CINCINNATI — A new study reveals a potential fix for one of the deadliest side effects of immune checkpoint inhibitors, drugs that have reshaped cancer care since 2011. These medications, including blockbuster names like Keytruda and Opdivo, unleash the immune system on tumors. But in roughly 2% of patients, they trigger myocarditis, an inflammation of the heart muscle that kills about half of those affected.

Scientists at Cincinnati Children’s report they engineered a mouse model mimicking this exact complication. Their experiments zeroed in on CD8 T cells producing tumor necrosis factor, or TNF, as the main culprit. Those T cells turn autoreactive, attacking healthy heart cells alongside cancer ones.

Blocking TNF signaling through the TNFR2 receptor halted the heart damage entirely in the mice. The anti-tumor effects stayed intact. Details appear in the Journal of Experimental Medicine on Feb. 20, 2026.

“This study makes a very important discovery that shows how to uncouple anti-tumor efficacy from cardiac toxicity,” said Chandrashekhar Pasare, DVM, PhD, director of the Division of Immunology at Cincinnati Children’s. Pasare co-led the work with Jeffery Molkentin, PhD, director of the Division of Molecular Cardiovascular Biology. MD-PhD student Kathrynne Warrick served as first author.

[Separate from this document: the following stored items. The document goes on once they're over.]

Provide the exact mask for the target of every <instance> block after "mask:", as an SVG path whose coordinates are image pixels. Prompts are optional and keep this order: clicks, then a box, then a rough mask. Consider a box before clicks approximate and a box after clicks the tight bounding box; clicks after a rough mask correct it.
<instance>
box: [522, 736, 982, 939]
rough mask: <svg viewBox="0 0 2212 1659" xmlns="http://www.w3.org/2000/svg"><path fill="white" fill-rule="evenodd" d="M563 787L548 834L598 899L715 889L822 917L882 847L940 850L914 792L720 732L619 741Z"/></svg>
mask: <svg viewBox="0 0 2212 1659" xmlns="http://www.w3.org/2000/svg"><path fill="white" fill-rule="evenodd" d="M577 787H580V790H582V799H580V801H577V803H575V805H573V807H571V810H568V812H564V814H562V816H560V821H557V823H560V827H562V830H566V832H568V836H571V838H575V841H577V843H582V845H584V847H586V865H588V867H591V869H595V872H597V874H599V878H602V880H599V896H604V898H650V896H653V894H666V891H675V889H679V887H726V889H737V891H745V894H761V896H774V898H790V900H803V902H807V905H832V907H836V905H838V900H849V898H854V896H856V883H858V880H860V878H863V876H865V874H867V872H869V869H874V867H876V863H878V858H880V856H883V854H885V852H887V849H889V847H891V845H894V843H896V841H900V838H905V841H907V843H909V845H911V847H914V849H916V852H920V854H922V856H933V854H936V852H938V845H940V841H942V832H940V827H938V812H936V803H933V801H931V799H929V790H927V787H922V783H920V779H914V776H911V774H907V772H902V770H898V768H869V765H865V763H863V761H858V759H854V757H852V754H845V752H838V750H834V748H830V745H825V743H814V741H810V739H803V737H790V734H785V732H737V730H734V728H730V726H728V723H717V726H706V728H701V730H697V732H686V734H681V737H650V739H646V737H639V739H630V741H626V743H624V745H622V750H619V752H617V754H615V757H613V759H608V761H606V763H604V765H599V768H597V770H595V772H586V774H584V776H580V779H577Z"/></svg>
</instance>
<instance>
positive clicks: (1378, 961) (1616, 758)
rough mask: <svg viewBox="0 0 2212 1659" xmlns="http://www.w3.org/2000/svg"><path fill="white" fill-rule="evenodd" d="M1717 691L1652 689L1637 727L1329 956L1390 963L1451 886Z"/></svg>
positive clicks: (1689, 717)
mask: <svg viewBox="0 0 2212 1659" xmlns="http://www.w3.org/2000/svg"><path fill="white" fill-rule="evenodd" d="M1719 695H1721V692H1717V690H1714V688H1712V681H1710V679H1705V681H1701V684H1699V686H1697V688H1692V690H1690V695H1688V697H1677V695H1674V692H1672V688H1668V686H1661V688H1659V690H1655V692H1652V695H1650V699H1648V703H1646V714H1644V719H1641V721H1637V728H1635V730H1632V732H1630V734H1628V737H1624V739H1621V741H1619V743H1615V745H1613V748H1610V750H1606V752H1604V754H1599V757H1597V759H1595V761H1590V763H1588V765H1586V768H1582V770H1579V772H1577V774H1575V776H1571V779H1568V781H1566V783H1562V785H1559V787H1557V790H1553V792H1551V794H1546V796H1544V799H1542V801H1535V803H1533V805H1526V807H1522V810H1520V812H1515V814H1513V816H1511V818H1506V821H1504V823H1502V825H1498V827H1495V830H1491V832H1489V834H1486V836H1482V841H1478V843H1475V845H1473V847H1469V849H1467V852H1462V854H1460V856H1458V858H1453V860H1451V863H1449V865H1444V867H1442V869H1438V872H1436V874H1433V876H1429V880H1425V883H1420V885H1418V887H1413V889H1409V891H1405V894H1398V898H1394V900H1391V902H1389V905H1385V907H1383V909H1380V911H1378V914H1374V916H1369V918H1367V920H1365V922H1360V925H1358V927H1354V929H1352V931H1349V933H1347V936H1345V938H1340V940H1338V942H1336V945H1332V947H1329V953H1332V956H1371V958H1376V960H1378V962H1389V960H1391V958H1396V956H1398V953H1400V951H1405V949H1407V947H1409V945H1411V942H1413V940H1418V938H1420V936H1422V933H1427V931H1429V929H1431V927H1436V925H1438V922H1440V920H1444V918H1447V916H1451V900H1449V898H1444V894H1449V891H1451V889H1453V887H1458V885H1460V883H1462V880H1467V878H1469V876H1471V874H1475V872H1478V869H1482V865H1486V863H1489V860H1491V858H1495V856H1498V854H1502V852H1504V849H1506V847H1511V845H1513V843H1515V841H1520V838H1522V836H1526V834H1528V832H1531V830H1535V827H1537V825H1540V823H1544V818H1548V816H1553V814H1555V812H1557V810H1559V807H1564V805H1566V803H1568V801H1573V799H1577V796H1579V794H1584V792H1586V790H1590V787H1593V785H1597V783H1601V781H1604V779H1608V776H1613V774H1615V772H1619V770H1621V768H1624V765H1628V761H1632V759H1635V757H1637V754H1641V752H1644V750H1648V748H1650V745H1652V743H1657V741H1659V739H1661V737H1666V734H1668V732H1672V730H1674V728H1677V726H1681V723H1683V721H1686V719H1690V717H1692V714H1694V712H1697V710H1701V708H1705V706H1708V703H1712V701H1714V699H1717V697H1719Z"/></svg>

Immune checkpoint inhibitors work by disabling proteins that let tumors evade T cells. The first one, Yervoy, won U.S. approval for metastatic melanoma that year. Its pioneers, James Allison and Tasuku Honjo, claimed the 2018 Nobel Prize in Medicine for the breakthrough.

ICI-related myocarditis strikes fast, often causing fatal arrhythmias. The Cincinnati team showed it stems from TNF-driven T cells targeting cardiac antigens, not from tumors wearing out anti-cancer immunity. They tested TNFR2-specific blockade, a precise intervention now in early antibody development.

“Checkpoint inhibitors allow TNF signaling to trigger CD8 T-cells that are specific to antigens on cardiac myocytes, which in turn leads to life-threatening arrhythmias,” Molkentin said. “We used a targeted TNF blockade method to prevent this cycle in our mouse models. If these results can be replicated in humans, TNF blockade should prevent cardiac toxicity without compromising the anti-tumor benefits of ICIs.”

The findings could extend beyond hearts. Researchers plan to test if similar TNF tactics shield other organs from ICI side effects, which hit lungs, skin and intestines too. Human trials hinge on proving safety for focused TNF inhibitors and nailing optimal dosing duration.

Cancer patients now live longer thanks to ICIs. Drugs like Keytruda, from Merck, and Opdivo, from Bristol Myers Squibb, rack up billions in sales yearly. Yet the heart risk has shadowed their success. This mouse data offers a first clear path around it.

Pasare’s team published under the title “Immune checkpoint inhibitor-induced myocarditis is dependent on CD8 T cell-derived TNF and TNFR2 signaling.” The DOI is 10.1084/jem.20251717.